Metabolic Profiling of Tfam-Deficient Podocytes Revealed Decreased Respiratory Activity (A) Schematic illustrating breeding strategy to generate primary podocytes lacking Tfam. (B) Immunofluorescence image obtained from primary podocytes deficient for Tfam and controls shows a comparable distribution and intensity for the mitochondrial marker TOMM20 (red). (C) Western blot analysis for key components of the respiratory chain revealed lower levels of MTCO1 in Tfam-deficient podocytes (n = 4; ^∗p ≤ 0.05; mean ± SD). (D) OCR from Tfam-deficient podocytes and controls at baseline and after subsequent injection of oligomycin, FCCP, and rotenone, antimycin A (mean ± SD).
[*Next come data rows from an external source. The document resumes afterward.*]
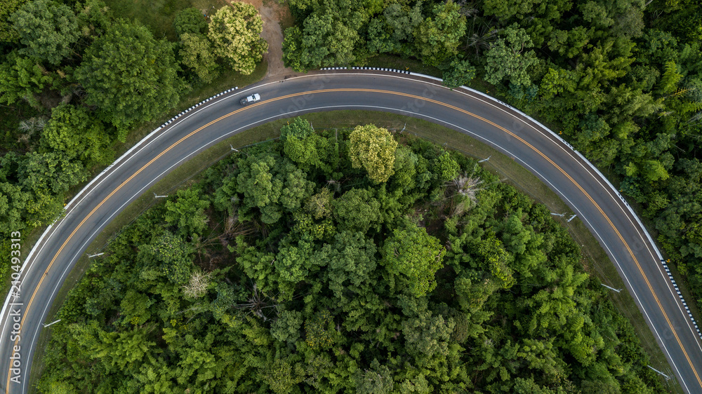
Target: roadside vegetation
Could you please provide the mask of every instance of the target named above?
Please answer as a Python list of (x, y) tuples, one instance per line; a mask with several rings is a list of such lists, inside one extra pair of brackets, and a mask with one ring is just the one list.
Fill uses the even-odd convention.
[(41, 392), (663, 390), (545, 206), (372, 125), (296, 118), (106, 250)]
[(151, 4), (145, 25), (124, 19), (118, 0), (109, 3), (118, 12), (101, 0), (0, 1), (5, 255), (11, 231), (27, 239), (51, 223), (72, 188), (112, 163), (131, 131), (211, 94), (211, 85), (244, 86), (262, 75), (267, 46), (253, 6), (194, 1), (204, 12), (185, 1)]
[[(607, 173), (702, 297), (702, 6), (694, 0), (289, 0), (297, 70), (411, 60), (474, 78)], [(388, 55), (402, 59), (388, 60)]]

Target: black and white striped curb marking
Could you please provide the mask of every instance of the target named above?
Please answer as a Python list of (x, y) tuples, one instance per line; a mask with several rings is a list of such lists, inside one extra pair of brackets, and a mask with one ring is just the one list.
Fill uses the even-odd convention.
[(167, 121), (165, 123), (161, 125), (161, 128), (164, 128), (166, 126), (170, 125), (171, 123), (172, 123), (173, 122), (174, 122), (176, 119), (178, 119), (180, 116), (183, 116), (185, 114), (190, 112), (190, 111), (192, 111), (193, 109), (197, 108), (198, 107), (202, 105), (203, 104), (205, 104), (206, 102), (208, 102), (209, 101), (211, 101), (212, 100), (214, 100), (214, 99), (216, 99), (216, 98), (217, 98), (217, 97), (220, 97), (220, 96), (221, 96), (223, 95), (225, 95), (227, 93), (232, 93), (232, 92), (237, 90), (237, 89), (239, 89), (239, 86), (235, 86), (234, 88), (232, 88), (231, 89), (227, 89), (226, 90), (222, 92), (221, 93), (218, 93), (218, 94), (216, 94), (216, 95), (213, 95), (213, 96), (212, 96), (212, 97), (211, 97), (209, 98), (206, 98), (206, 99), (201, 101), (200, 102), (196, 104), (195, 105), (193, 105), (190, 108), (188, 108), (187, 109), (183, 111), (183, 112), (178, 114), (178, 115), (176, 115), (173, 118), (171, 118), (171, 119), (169, 119), (168, 121)]
[(677, 287), (677, 283), (675, 283), (675, 280), (673, 278), (673, 273), (670, 273), (670, 269), (668, 267), (668, 263), (665, 260), (661, 260), (661, 263), (663, 264), (663, 268), (665, 270), (665, 273), (668, 274), (668, 277), (670, 279), (670, 283), (673, 283), (673, 287), (675, 289), (675, 292), (677, 293), (677, 297), (680, 297), (680, 302), (682, 303), (682, 306), (685, 308), (685, 311), (687, 312), (687, 315), (690, 318), (690, 321), (692, 322), (692, 325), (695, 326), (695, 330), (697, 330), (698, 335), (700, 338), (702, 338), (702, 332), (700, 332), (700, 328), (697, 327), (697, 322), (695, 322), (695, 318), (692, 317), (692, 313), (690, 313), (690, 308), (687, 306), (687, 303), (685, 302), (685, 299), (682, 298), (682, 294), (680, 292), (680, 289)]
[(400, 74), (410, 74), (409, 71), (407, 70), (399, 70), (396, 69), (387, 69), (383, 67), (324, 67), (319, 69), (321, 70), (375, 70), (375, 71), (388, 71), (390, 72), (399, 72)]

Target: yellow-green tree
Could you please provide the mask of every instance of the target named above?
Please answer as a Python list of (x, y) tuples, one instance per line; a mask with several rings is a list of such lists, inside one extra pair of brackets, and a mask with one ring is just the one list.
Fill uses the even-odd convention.
[(368, 177), (378, 183), (395, 173), (397, 142), (386, 129), (373, 125), (356, 126), (349, 135), (349, 158), (354, 168), (363, 167)]
[(263, 20), (251, 4), (232, 2), (212, 15), (208, 36), (215, 54), (225, 59), (237, 72), (250, 74), (268, 50), (268, 43), (260, 36)]

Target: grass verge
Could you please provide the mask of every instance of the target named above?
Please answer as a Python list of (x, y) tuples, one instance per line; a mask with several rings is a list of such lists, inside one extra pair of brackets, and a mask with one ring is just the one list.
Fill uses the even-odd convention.
[[(305, 116), (305, 118), (312, 122), (316, 128), (352, 127), (359, 124), (374, 123), (393, 132), (399, 132), (402, 130), (402, 133), (428, 138), (439, 145), (446, 143), (447, 147), (450, 146), (452, 149), (476, 158), (490, 157), (489, 161), (484, 163), (483, 165), (498, 175), (503, 182), (512, 184), (534, 200), (545, 205), (552, 212), (567, 214), (571, 212), (555, 193), (512, 158), (468, 135), (445, 127), (409, 116), (372, 111), (334, 111), (308, 114)], [(119, 233), (124, 226), (131, 222), (148, 208), (158, 203), (158, 201), (154, 201), (152, 197), (152, 193), (172, 193), (178, 188), (192, 184), (203, 170), (228, 154), (230, 144), (234, 147), (241, 147), (274, 137), (277, 136), (280, 126), (285, 122), (284, 120), (277, 121), (237, 134), (184, 163), (121, 212), (93, 241), (88, 251), (92, 253), (100, 250), (110, 238)], [(402, 128), (399, 126), (402, 126)], [(567, 222), (564, 218), (557, 218), (557, 221), (566, 227), (578, 244), (581, 245), (583, 254), (583, 264), (589, 273), (595, 276), (603, 283), (613, 287), (625, 287), (616, 269), (600, 246), (600, 243), (581, 222), (576, 219)], [(89, 261), (85, 257), (81, 257), (77, 263), (54, 301), (47, 317), (47, 322), (55, 320), (55, 315), (65, 300), (68, 292), (75, 286), (89, 266)], [(618, 311), (631, 322), (642, 346), (651, 358), (651, 365), (672, 374), (665, 355), (629, 293), (612, 292), (610, 294), (610, 299)], [(30, 386), (33, 386), (41, 376), (44, 369), (44, 349), (50, 337), (50, 329), (42, 330), (34, 353), (32, 363), (34, 367), (29, 376)], [(670, 392), (683, 393), (680, 386), (674, 381), (666, 382), (666, 385)]]

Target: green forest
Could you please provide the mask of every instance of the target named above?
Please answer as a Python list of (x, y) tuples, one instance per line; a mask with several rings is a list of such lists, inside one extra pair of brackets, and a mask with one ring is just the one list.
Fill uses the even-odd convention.
[(378, 54), (496, 93), (640, 204), (702, 297), (702, 5), (696, 0), (289, 0), (296, 70)]
[(664, 390), (544, 205), (373, 125), (291, 120), (105, 252), (41, 392)]
[(251, 74), (262, 26), (249, 4), (185, 8), (171, 41), (101, 0), (0, 0), (0, 250), (53, 222), (135, 125), (221, 73)]

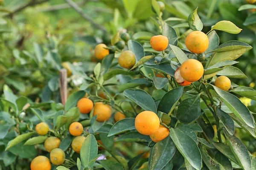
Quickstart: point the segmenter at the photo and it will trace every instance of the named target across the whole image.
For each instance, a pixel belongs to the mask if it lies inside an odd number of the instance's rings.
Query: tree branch
[[[91,18],[90,18],[86,14],[84,14],[83,11],[83,10],[72,0],[66,0],[66,2],[67,2],[67,3],[68,3],[69,5],[73,7],[76,11],[77,12],[80,14],[84,19],[90,23],[91,24],[104,32],[106,31],[106,29],[104,27],[93,21],[93,20]]]

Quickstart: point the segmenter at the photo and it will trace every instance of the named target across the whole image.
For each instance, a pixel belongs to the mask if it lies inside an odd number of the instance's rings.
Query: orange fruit
[[[104,122],[109,119],[111,117],[111,108],[108,105],[99,103],[95,105],[93,116],[97,115],[97,121]]]
[[[118,63],[124,68],[131,68],[136,63],[136,57],[133,52],[127,50],[121,54],[118,58]]]
[[[174,73],[174,79],[180,85],[183,86],[189,85],[192,83],[192,82],[189,82],[186,81],[180,75],[180,71],[179,67]]]
[[[69,127],[69,132],[71,135],[74,136],[80,136],[83,130],[83,125],[78,122],[71,123]]]
[[[150,139],[156,143],[164,139],[169,135],[169,129],[160,125],[156,132],[150,135]]]
[[[52,150],[59,147],[61,142],[57,137],[49,137],[44,141],[44,147],[48,152],[51,152]]]
[[[93,103],[89,99],[81,98],[77,102],[77,107],[81,113],[89,113],[93,110]]]
[[[157,115],[151,111],[144,111],[135,118],[135,128],[141,134],[150,135],[159,128],[160,121]]]
[[[40,135],[45,135],[49,130],[49,126],[45,122],[38,123],[35,126],[35,131]]]
[[[193,82],[198,80],[204,74],[204,67],[195,59],[189,59],[180,67],[180,75],[185,80]]]
[[[202,31],[195,31],[188,35],[185,40],[185,44],[192,52],[202,53],[208,48],[209,40],[205,34]]]
[[[167,48],[169,43],[168,38],[162,35],[153,36],[150,39],[151,47],[157,51],[165,50]]]
[[[225,91],[227,91],[231,87],[231,81],[227,77],[221,76],[216,79],[215,86]]]
[[[37,156],[30,164],[31,170],[51,170],[52,165],[49,159],[44,156]]]
[[[82,136],[77,136],[73,139],[71,147],[74,151],[77,153],[80,153],[83,142],[85,140],[85,137]]]
[[[104,44],[99,44],[96,45],[94,49],[94,55],[99,60],[102,60],[104,57],[109,54],[109,50],[105,48],[107,48],[107,45]]]
[[[59,148],[54,149],[50,153],[51,162],[55,165],[60,165],[65,161],[65,153]]]
[[[120,112],[117,112],[116,113],[116,114],[115,114],[115,116],[114,116],[115,122],[118,122],[120,120],[126,118],[126,116],[125,116],[125,115]]]

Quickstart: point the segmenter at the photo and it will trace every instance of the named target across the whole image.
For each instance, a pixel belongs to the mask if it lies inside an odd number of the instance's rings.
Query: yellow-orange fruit
[[[202,53],[208,48],[209,40],[205,34],[202,31],[195,31],[188,35],[185,40],[185,44],[192,52]]]
[[[96,58],[101,60],[109,54],[109,50],[105,48],[107,47],[107,45],[104,44],[99,44],[96,45],[94,49],[94,55]]]
[[[231,81],[226,76],[221,76],[216,79],[215,86],[224,91],[227,91],[231,87]]]
[[[115,119],[115,122],[118,122],[120,120],[126,118],[126,116],[125,116],[125,115],[120,112],[117,112],[116,113],[116,114],[115,114],[115,116],[114,116],[114,119]]]
[[[168,38],[162,35],[153,36],[150,39],[151,47],[157,51],[165,50],[167,48],[169,43]]]
[[[50,161],[44,156],[36,157],[30,164],[31,170],[51,170],[51,168]]]
[[[87,114],[93,110],[93,103],[89,99],[81,98],[77,102],[77,107],[81,113]]]
[[[200,62],[195,59],[189,59],[184,61],[180,71],[182,78],[189,82],[198,80],[204,75],[204,67]]]
[[[69,130],[71,135],[74,136],[78,136],[82,134],[84,128],[83,125],[80,123],[74,122],[70,125]]]
[[[144,111],[135,118],[135,128],[141,134],[150,135],[156,132],[160,125],[157,115],[151,111]]]
[[[156,132],[150,135],[150,139],[157,143],[164,139],[169,135],[169,130],[163,125],[160,125]]]

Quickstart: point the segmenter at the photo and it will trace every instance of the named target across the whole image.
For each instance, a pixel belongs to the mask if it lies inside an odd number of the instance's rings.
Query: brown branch
[[[91,24],[104,32],[106,31],[106,29],[105,28],[95,23],[91,18],[90,17],[84,14],[83,11],[83,10],[72,0],[66,0],[66,2],[67,2],[67,3],[68,3],[69,5],[73,8],[77,12],[80,14],[82,17],[90,23]]]

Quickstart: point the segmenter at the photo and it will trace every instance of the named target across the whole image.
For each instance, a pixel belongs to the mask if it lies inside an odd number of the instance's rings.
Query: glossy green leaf
[[[170,47],[180,64],[188,59],[186,55],[179,48],[170,44]]]
[[[250,111],[239,98],[216,86],[212,86],[223,102],[236,116],[250,127],[254,128],[254,120]]]
[[[65,105],[65,110],[67,111],[71,108],[76,107],[78,101],[85,95],[85,92],[83,91],[76,91],[72,94],[67,100]]]
[[[24,144],[24,145],[32,145],[43,143],[48,138],[47,136],[39,136],[29,139]]]
[[[178,35],[177,33],[173,28],[165,22],[164,22],[163,24],[162,34],[168,38],[169,40],[169,44],[175,46],[178,45]]]
[[[172,159],[175,150],[174,143],[169,136],[157,143],[151,152],[149,169],[162,169]]]
[[[154,99],[145,91],[140,89],[125,90],[124,95],[145,110],[151,111],[156,113],[157,113]]]
[[[233,34],[239,34],[242,29],[240,29],[229,21],[221,21],[212,27],[212,29],[222,31]]]
[[[27,133],[24,133],[22,135],[19,135],[14,139],[8,142],[8,144],[7,144],[5,150],[8,150],[12,147],[13,147],[19,143],[30,137],[34,134],[35,133],[33,132],[29,132]]]
[[[227,138],[230,147],[243,170],[251,169],[251,160],[249,152],[244,144],[236,137],[230,135],[226,130],[224,134]]]
[[[201,114],[200,96],[196,95],[186,99],[180,103],[176,117],[182,122],[189,123],[196,120]]]
[[[80,151],[82,164],[84,167],[92,167],[95,161],[90,163],[98,154],[98,144],[94,136],[90,134],[83,142]]]
[[[198,14],[198,7],[189,16],[189,25],[192,30],[201,31],[203,29],[203,26]]]
[[[145,56],[145,53],[142,45],[136,41],[131,40],[128,41],[128,48],[135,54],[137,61],[140,61]]]
[[[217,115],[223,123],[224,127],[230,135],[235,133],[235,124],[232,118],[227,113],[222,111],[218,107],[216,108]]]
[[[169,113],[172,111],[183,93],[183,87],[170,90],[163,96],[157,108],[158,111]]]
[[[172,68],[171,65],[168,64],[161,64],[157,65],[146,65],[144,67],[153,68],[172,76],[174,76],[175,71]]]
[[[112,70],[106,73],[104,75],[103,78],[104,79],[104,80],[108,80],[108,79],[111,79],[114,76],[118,74],[122,74],[124,75],[133,75],[136,74],[136,73],[133,71],[129,71],[122,69],[117,68],[114,70]]]
[[[158,77],[154,77],[153,78],[153,82],[157,89],[162,89],[166,84],[168,83],[169,80],[167,78],[161,78]]]
[[[111,136],[127,130],[135,129],[135,118],[125,118],[116,123],[110,129],[108,136]]]
[[[170,136],[180,153],[196,170],[201,169],[202,157],[196,143],[180,130],[171,128]]]

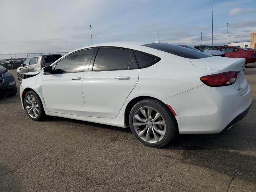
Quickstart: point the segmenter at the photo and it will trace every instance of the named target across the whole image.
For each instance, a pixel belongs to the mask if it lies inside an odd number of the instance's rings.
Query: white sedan
[[[161,147],[176,134],[218,133],[252,103],[244,59],[211,57],[170,44],[112,43],[81,48],[24,75],[22,106],[45,115],[130,128]]]

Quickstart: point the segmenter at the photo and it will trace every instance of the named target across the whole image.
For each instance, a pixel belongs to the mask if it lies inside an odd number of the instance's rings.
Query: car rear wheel
[[[167,144],[175,137],[178,129],[175,117],[166,105],[151,99],[135,104],[130,112],[129,123],[135,137],[154,148]]]
[[[20,82],[21,82],[21,81],[22,80],[22,76],[21,75],[21,74],[18,74],[18,76],[17,77],[17,78],[20,81]]]
[[[45,114],[43,105],[37,94],[30,91],[25,96],[25,108],[29,117],[34,121],[42,120]]]

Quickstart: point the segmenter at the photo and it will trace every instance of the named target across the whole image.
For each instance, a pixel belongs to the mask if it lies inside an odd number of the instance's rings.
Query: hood
[[[0,73],[3,73],[6,71],[7,69],[2,66],[0,66]]]

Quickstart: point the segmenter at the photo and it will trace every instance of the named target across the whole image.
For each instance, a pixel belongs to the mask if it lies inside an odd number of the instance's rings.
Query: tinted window
[[[44,56],[46,63],[53,63],[61,57],[61,55],[52,55]]]
[[[23,63],[23,64],[24,64],[24,66],[28,65],[29,64],[29,61],[30,60],[30,58],[27,58]]]
[[[132,52],[116,48],[100,48],[97,53],[92,70],[115,70],[136,68]]]
[[[32,57],[32,58],[30,58],[30,65],[36,64],[36,63],[37,63],[38,59],[38,57]]]
[[[160,59],[153,57],[148,54],[135,52],[135,56],[140,68],[144,68],[150,66],[158,62]]]
[[[78,51],[69,55],[56,64],[54,73],[79,72],[85,70],[85,66],[95,49]]]
[[[200,59],[211,56],[199,51],[190,49],[184,49],[180,46],[168,43],[151,43],[143,46],[190,59]]]
[[[222,48],[221,51],[224,53],[229,53],[233,52],[233,48],[232,47],[225,47]]]

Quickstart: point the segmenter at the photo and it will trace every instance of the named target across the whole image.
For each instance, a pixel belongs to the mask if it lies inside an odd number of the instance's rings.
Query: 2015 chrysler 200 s
[[[219,133],[246,115],[244,64],[166,43],[92,45],[25,74],[20,95],[34,120],[46,114],[130,126],[142,142],[161,147],[178,131]]]

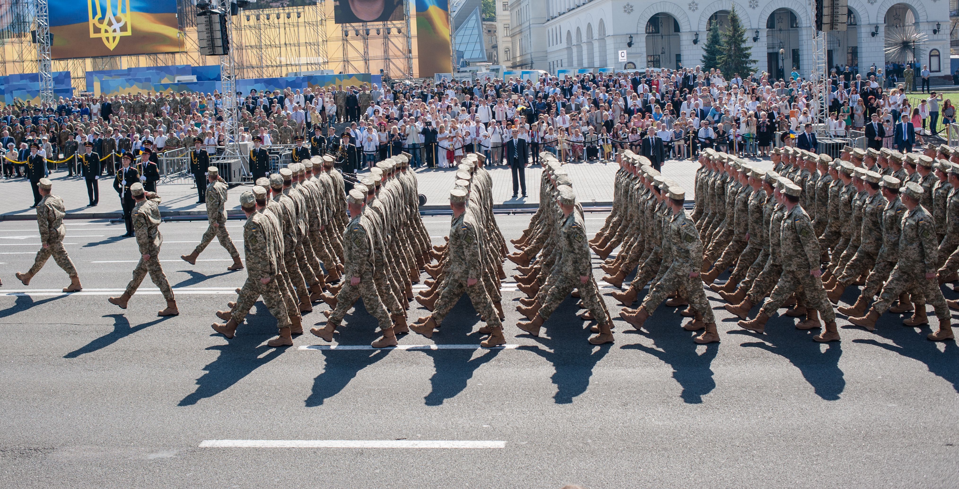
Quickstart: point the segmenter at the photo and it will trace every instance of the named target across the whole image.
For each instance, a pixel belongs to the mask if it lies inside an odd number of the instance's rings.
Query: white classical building
[[[500,0],[501,2],[503,0]],[[759,69],[786,76],[812,67],[810,7],[788,0],[511,0],[511,69],[629,69],[695,66],[713,25],[733,8],[746,29]],[[858,66],[863,73],[887,61],[885,37],[912,27],[925,35],[915,54],[933,76],[949,75],[949,3],[946,0],[849,0],[846,32],[828,35],[829,66]],[[626,61],[619,52],[626,51]],[[911,57],[910,57],[911,58]]]

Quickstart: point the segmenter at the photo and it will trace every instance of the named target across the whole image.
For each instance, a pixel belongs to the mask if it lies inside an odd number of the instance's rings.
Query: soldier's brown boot
[[[640,309],[636,310],[636,313],[629,314],[625,310],[620,311],[620,317],[622,317],[626,322],[633,326],[633,328],[640,330],[643,325],[645,324],[646,319],[649,318],[649,312],[646,311],[645,306],[640,306]]]
[[[916,309],[916,312],[912,314],[912,317],[908,319],[903,319],[902,324],[906,326],[922,326],[924,324],[929,324],[929,318],[925,315],[925,306],[920,306],[915,302],[912,306]]]
[[[80,285],[80,275],[70,277],[70,285],[63,288],[64,292],[76,292],[82,290],[83,286]]]
[[[280,328],[280,334],[276,338],[267,341],[267,346],[277,348],[280,346],[292,346],[293,335],[290,328]]]
[[[197,250],[194,250],[189,255],[180,255],[180,259],[182,259],[184,262],[190,265],[197,265],[198,256],[199,256],[199,253],[198,253]]]
[[[520,321],[516,323],[516,327],[520,328],[521,330],[534,337],[538,337],[539,330],[540,327],[543,326],[543,322],[544,322],[543,316],[536,314],[536,317],[533,317],[531,321]]]
[[[326,326],[323,328],[310,328],[310,333],[313,336],[322,338],[324,341],[333,341],[333,332],[337,331],[337,325],[330,321],[326,321]]]
[[[929,333],[925,338],[933,341],[945,341],[955,338],[955,336],[952,335],[952,321],[950,319],[940,319],[939,329],[935,333]]]
[[[23,285],[30,285],[30,279],[34,278],[34,275],[32,273],[30,273],[29,271],[27,273],[20,273],[18,271],[18,272],[16,272],[16,278],[20,282],[23,282]],[[127,308],[124,308],[124,309],[127,309]]]
[[[623,306],[628,306],[632,304],[634,300],[636,300],[636,290],[630,289],[624,292],[616,291],[613,293],[610,293],[610,296],[620,301],[620,304],[622,304]]]
[[[393,335],[406,335],[409,333],[409,326],[407,325],[407,316],[405,314],[390,314],[389,318],[393,321]]]
[[[309,295],[300,296],[299,308],[300,313],[313,313],[313,303],[310,302]]]
[[[766,329],[766,321],[769,320],[769,316],[763,313],[756,314],[756,317],[749,320],[737,321],[737,324],[740,328],[746,329],[755,333],[762,334]]]
[[[796,323],[796,329],[798,330],[814,330],[816,328],[822,328],[823,323],[819,321],[819,311],[815,309],[807,309],[806,314],[806,320]]]
[[[852,306],[840,306],[836,308],[841,314],[844,314],[850,317],[859,317],[866,314],[866,308],[869,307],[869,300],[866,297],[859,295],[855,299],[855,304]]]
[[[726,311],[739,316],[740,319],[745,319],[746,317],[749,317],[749,312],[753,309],[753,301],[747,298],[742,299],[742,302],[735,306],[732,304],[726,304],[723,307],[726,308]]]
[[[480,341],[480,346],[483,348],[494,348],[502,344],[506,344],[506,338],[503,336],[503,326],[489,329],[489,337]]]
[[[594,337],[590,337],[590,344],[606,344],[612,343],[613,339],[613,321],[606,319],[606,322],[599,325],[599,333]]]
[[[912,298],[910,297],[908,292],[901,293],[899,298],[899,304],[893,304],[892,307],[889,308],[889,312],[896,314],[908,313],[912,310],[913,310]]]
[[[730,304],[738,304],[742,299],[746,298],[746,292],[749,291],[749,288],[746,286],[739,286],[733,293],[727,293],[723,291],[719,291],[719,296],[723,300],[729,302]]]
[[[702,335],[692,338],[699,344],[715,343],[719,341],[719,332],[716,331],[716,323],[711,322],[706,325],[706,331]]]
[[[529,307],[517,306],[516,311],[531,321],[536,317],[536,314],[539,313],[539,310],[542,307],[542,304],[533,304]]]
[[[226,269],[228,269],[228,270],[242,270],[243,268],[244,268],[243,267],[243,262],[240,260],[240,257],[239,256],[234,256],[233,257],[233,265],[227,267]]]
[[[607,284],[609,284],[609,285],[611,285],[613,287],[620,288],[620,287],[622,287],[622,279],[624,279],[624,278],[626,278],[626,272],[622,271],[622,270],[620,270],[616,275],[613,275],[613,276],[606,275],[606,276],[604,276],[602,278],[602,280],[603,280],[603,282],[606,282]]]
[[[303,316],[301,315],[291,315],[290,316],[290,334],[291,335],[302,335],[303,334]]]
[[[839,329],[836,328],[836,322],[830,321],[826,323],[826,329],[823,330],[819,335],[812,337],[812,339],[819,341],[820,343],[827,343],[830,341],[839,340]]]
[[[878,320],[879,314],[876,312],[875,309],[870,308],[869,314],[862,317],[850,317],[849,322],[866,328],[868,331],[873,331],[876,329],[876,321]]]
[[[156,313],[156,315],[159,315],[159,316],[164,316],[164,315],[179,315],[179,310],[176,309],[176,300],[175,299],[170,299],[170,300],[168,300],[167,301],[167,308],[164,309],[163,311],[158,311]]]
[[[226,337],[227,339],[232,338],[237,332],[237,322],[230,318],[226,321],[226,324],[220,324],[219,322],[213,323],[213,331],[220,333],[221,335]]]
Final concentration: oligomycin: 1 μM; FCCP: 0.5 μM; rotenone: 0.5 μM; antimycin: 0.5 μM. (E) Statistics of key parameters of respiratory function in Tfam-deficient podocytes and controls (^∗p ≤ 0.05; ^∗∗p ≤ 0.01; mean ± SD). (F) Quantitative CM-H2DCFDA fluorescence obtained from primary podocytes with complete or heterozygous disruption of Tfam and controls, indicating oxidative stress (^∗∗p ≤ 0.01; ^∗∗∗p ≤ 0.001; mean ± SD). (G) Extracellular acidification rate of Tfam-deficient podocytes and respective controls followed after glucose administration and subsequent injection of oligomycin and 2-DG (mean ± SD). Final concentration: glucose: 10 mM; oligomycin: 1 μM; 2-DG: 50 mM. (H) Statistics of key parameters of glycolytic activity obtained from Tfam-deficient podocytes and respective controls (^∗p ≤ 0.05; ^∗∗p ≤ 0.01; mean ± SD).